Research into the life course and ageing is an interdisciplinary enterprise in which the study of culture and of cultures has become key, allowing gerontologists from a multitude of disciplines to detect and critique myths that denigrate older age or portray later life as essentially a time of dependency and decay.
This Conference aims to deepen empirical, theoretical and reflective approaches to the field of cultural gerontology. It will explore ways in which practices and interpretations shape the experience of ageing, making its impacts more or less habitable and offering resources that human beings can shape and change. The creation and experience of meaning during the life course is a central feature of this topic. Equally, it will be important to challenge social processes connected with ageing that promote exclusion and inequality, and the narratives that support or excuse them.
Cultural gerontology reveals and dissects culturally-determined perceptions, attitudes and effects of human ageing that are not accentuated within other disciplinary approaches. The term ‘culture’ does not entail ignoring economic, social, political and other impacts on ageing, but the study of culture – with its multiplicity of forms – enhances our interrogation of both individual and social choices and constraints connected with ageing.

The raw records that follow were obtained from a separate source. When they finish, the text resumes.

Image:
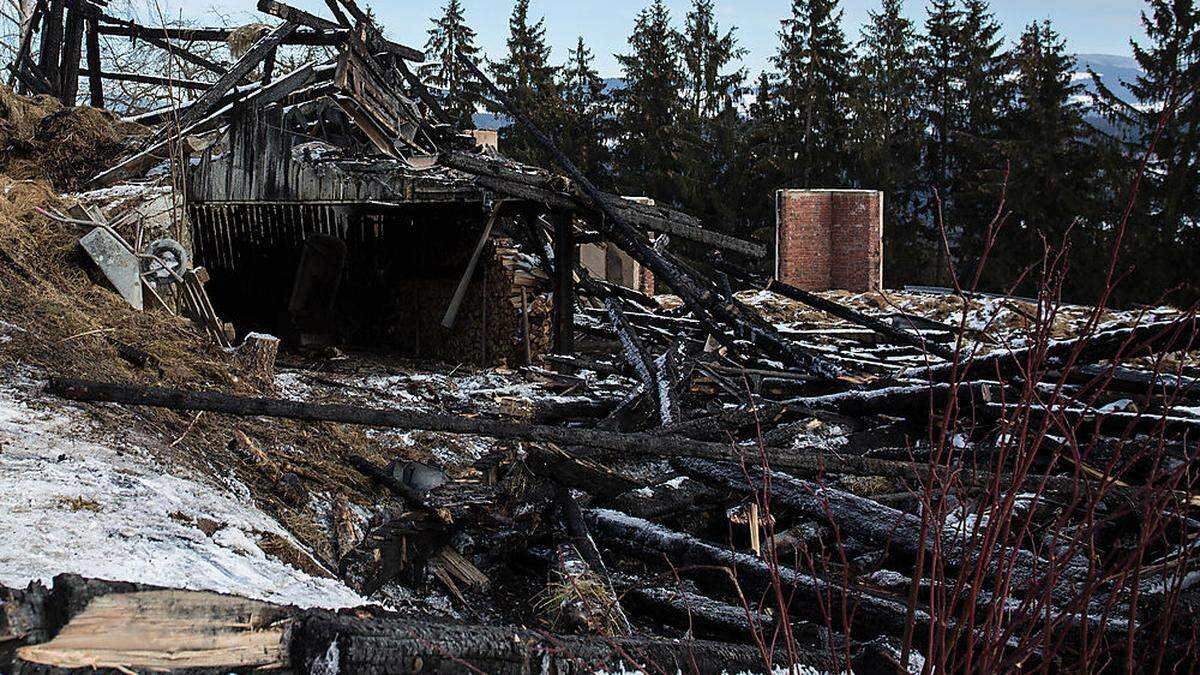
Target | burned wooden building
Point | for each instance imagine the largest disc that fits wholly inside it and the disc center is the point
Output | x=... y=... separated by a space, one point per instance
x=335 y=204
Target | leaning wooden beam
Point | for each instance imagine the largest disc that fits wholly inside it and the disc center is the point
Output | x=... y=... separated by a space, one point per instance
x=859 y=318
x=183 y=34
x=209 y=100
x=655 y=219
x=349 y=644
x=95 y=82
x=185 y=55
x=27 y=40
x=192 y=84
x=874 y=614
x=700 y=299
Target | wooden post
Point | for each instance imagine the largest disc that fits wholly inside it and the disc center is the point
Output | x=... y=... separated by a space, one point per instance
x=525 y=324
x=52 y=43
x=564 y=282
x=95 y=82
x=69 y=70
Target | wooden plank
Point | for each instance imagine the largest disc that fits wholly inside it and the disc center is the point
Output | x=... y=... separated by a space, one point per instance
x=51 y=51
x=192 y=84
x=204 y=105
x=154 y=631
x=27 y=40
x=465 y=282
x=95 y=82
x=564 y=284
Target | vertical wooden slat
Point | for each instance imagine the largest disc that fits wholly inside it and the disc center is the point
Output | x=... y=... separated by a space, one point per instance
x=69 y=70
x=95 y=82
x=52 y=45
x=564 y=284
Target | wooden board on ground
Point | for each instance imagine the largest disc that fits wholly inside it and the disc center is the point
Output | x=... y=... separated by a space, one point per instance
x=167 y=631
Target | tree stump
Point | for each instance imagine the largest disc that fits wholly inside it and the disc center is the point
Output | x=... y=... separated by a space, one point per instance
x=257 y=357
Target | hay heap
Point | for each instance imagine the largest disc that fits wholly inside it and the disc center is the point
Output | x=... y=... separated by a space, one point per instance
x=41 y=138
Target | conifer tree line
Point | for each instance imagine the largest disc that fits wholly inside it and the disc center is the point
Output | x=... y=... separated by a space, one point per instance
x=955 y=124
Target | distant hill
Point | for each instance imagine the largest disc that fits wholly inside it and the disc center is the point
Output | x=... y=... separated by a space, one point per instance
x=1114 y=71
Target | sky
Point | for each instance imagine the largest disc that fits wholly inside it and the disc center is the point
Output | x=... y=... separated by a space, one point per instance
x=1091 y=27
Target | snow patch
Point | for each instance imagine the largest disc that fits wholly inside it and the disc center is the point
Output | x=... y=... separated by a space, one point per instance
x=77 y=505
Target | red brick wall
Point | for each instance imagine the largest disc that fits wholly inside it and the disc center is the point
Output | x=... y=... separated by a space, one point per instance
x=829 y=239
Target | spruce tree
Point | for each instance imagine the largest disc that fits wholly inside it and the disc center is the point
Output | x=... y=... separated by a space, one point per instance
x=708 y=55
x=712 y=129
x=1162 y=242
x=457 y=88
x=1053 y=160
x=942 y=91
x=649 y=108
x=977 y=186
x=529 y=81
x=586 y=114
x=888 y=130
x=813 y=94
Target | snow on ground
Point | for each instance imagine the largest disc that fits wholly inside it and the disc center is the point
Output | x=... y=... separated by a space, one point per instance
x=75 y=505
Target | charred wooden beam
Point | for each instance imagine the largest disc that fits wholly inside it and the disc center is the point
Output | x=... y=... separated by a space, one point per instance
x=325 y=641
x=1127 y=342
x=185 y=34
x=701 y=300
x=95 y=81
x=551 y=187
x=857 y=317
x=27 y=40
x=72 y=52
x=211 y=96
x=51 y=51
x=565 y=254
x=874 y=614
x=192 y=84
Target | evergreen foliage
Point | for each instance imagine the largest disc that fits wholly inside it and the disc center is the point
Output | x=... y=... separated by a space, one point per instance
x=888 y=130
x=460 y=93
x=531 y=82
x=586 y=115
x=941 y=114
x=649 y=109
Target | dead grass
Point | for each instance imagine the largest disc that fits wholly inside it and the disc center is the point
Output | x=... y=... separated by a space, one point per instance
x=40 y=138
x=69 y=322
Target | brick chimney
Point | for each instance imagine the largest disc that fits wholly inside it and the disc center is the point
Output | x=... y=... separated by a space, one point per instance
x=829 y=239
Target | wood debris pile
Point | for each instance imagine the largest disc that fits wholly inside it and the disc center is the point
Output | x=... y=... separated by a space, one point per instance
x=703 y=482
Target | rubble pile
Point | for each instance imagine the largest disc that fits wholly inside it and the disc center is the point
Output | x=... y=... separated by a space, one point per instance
x=708 y=481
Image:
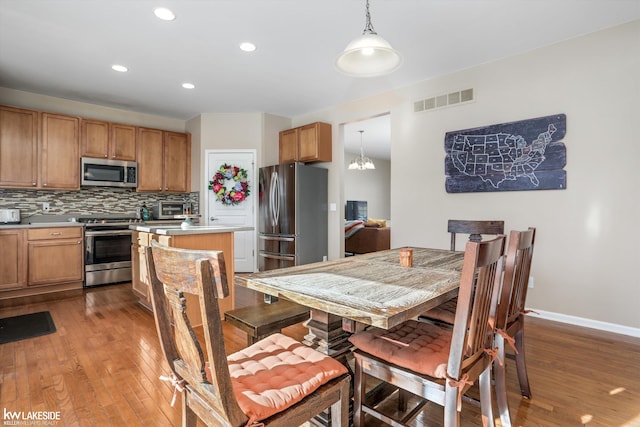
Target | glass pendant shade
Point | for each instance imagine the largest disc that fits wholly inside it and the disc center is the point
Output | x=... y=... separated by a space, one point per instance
x=368 y=55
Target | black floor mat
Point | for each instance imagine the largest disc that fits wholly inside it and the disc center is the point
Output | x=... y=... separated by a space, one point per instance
x=26 y=326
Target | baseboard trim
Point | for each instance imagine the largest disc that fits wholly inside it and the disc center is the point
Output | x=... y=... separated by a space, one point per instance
x=588 y=323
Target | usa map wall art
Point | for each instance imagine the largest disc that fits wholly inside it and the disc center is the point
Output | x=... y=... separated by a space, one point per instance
x=522 y=155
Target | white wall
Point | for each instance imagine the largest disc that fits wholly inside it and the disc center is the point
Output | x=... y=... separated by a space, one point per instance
x=374 y=186
x=586 y=249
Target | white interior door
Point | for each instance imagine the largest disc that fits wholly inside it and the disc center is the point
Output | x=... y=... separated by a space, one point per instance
x=242 y=213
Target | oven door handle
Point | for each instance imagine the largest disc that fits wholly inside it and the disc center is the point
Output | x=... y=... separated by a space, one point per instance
x=108 y=233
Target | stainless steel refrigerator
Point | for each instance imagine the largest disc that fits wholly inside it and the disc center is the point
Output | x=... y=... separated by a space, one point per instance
x=293 y=215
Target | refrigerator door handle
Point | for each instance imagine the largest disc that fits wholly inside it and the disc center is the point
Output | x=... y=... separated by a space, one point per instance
x=281 y=257
x=278 y=238
x=274 y=199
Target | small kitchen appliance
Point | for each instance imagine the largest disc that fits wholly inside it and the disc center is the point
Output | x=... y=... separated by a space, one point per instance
x=168 y=210
x=9 y=216
x=109 y=173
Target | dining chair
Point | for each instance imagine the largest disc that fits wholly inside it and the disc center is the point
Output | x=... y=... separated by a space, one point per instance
x=436 y=363
x=476 y=229
x=509 y=316
x=511 y=306
x=275 y=382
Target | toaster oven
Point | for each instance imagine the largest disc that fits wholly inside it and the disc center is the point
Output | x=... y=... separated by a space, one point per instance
x=167 y=210
x=9 y=216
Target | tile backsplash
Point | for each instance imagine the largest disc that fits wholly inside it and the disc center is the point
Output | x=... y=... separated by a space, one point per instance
x=88 y=201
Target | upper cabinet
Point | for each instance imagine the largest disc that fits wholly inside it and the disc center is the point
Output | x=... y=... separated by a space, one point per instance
x=164 y=161
x=18 y=147
x=42 y=150
x=108 y=140
x=308 y=143
x=39 y=150
x=60 y=152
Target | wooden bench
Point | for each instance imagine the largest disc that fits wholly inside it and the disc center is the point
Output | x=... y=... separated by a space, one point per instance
x=261 y=320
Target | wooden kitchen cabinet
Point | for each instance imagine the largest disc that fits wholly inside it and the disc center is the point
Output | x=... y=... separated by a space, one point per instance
x=18 y=147
x=13 y=262
x=55 y=256
x=164 y=161
x=308 y=143
x=139 y=273
x=59 y=152
x=209 y=241
x=288 y=146
x=107 y=140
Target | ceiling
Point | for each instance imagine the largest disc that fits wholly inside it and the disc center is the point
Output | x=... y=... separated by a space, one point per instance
x=65 y=48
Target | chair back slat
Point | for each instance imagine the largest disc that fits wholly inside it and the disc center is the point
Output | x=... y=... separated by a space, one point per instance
x=477 y=300
x=474 y=228
x=516 y=276
x=174 y=273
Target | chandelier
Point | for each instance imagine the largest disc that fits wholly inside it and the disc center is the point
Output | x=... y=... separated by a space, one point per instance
x=368 y=55
x=361 y=162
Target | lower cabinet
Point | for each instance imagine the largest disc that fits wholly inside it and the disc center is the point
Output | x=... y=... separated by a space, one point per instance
x=41 y=260
x=13 y=262
x=211 y=241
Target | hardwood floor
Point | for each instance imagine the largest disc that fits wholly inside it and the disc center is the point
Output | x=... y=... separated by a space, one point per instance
x=101 y=368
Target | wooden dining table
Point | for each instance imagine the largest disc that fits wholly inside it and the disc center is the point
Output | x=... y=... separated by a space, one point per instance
x=347 y=294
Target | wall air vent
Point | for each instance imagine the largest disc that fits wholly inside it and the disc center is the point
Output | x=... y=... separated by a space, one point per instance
x=445 y=100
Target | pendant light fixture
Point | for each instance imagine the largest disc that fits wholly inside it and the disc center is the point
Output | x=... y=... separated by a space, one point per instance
x=361 y=162
x=368 y=55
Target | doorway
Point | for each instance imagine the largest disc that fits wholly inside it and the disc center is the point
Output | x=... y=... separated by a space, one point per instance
x=372 y=186
x=220 y=210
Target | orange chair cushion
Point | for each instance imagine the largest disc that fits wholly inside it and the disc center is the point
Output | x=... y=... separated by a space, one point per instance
x=276 y=373
x=421 y=347
x=445 y=312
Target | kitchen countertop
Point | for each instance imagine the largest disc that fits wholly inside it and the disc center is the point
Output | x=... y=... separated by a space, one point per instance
x=41 y=225
x=177 y=230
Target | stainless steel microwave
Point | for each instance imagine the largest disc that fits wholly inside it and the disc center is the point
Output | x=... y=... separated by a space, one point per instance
x=109 y=173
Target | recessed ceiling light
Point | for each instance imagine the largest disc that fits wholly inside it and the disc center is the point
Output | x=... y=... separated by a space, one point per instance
x=247 y=46
x=164 y=14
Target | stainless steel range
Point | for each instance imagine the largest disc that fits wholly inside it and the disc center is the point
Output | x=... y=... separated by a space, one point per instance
x=107 y=248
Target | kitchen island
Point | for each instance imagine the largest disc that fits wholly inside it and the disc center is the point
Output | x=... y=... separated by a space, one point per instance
x=192 y=237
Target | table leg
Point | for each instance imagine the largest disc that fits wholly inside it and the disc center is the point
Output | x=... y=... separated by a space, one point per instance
x=327 y=336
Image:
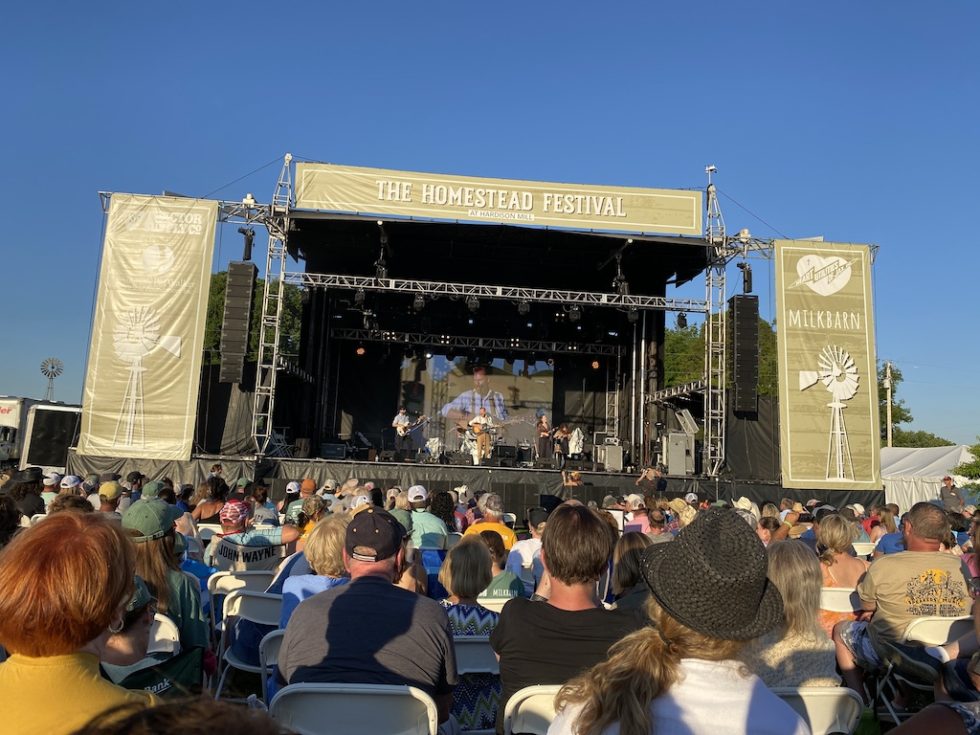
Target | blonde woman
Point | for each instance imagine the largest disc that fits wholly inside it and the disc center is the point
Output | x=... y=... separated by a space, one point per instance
x=710 y=595
x=796 y=653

It also explores, for example, the cultural means that can help people and groups to respond to the pressures and opportunities they encounter as they age. It analyses expectations and practices that can help ageing adults to exercise power and resist it, to confront obstacles or sometimes to create them, and to make their lives meaningful both to themselves and to others. The arts, humanities and social sciences thus have a fundamental role to play in the study of human ageing and form an invaluable complement to other areas of gerontological research.
The Conference will thus welcome research into the process of ageing in its diverse cultural and social manifestations. It will promote discussion of the human ageing process from both interdisciplinary and disciplinary perspectives, including those of anthropology, economics, history, language, literature, the study of the (mass) media, philosophy, politics, psychology, religion, and sociology. In particular, it will welcome research that investigates the different concepts and methods used in multiple disciplines as they attempt to respond to the challenges of ageing.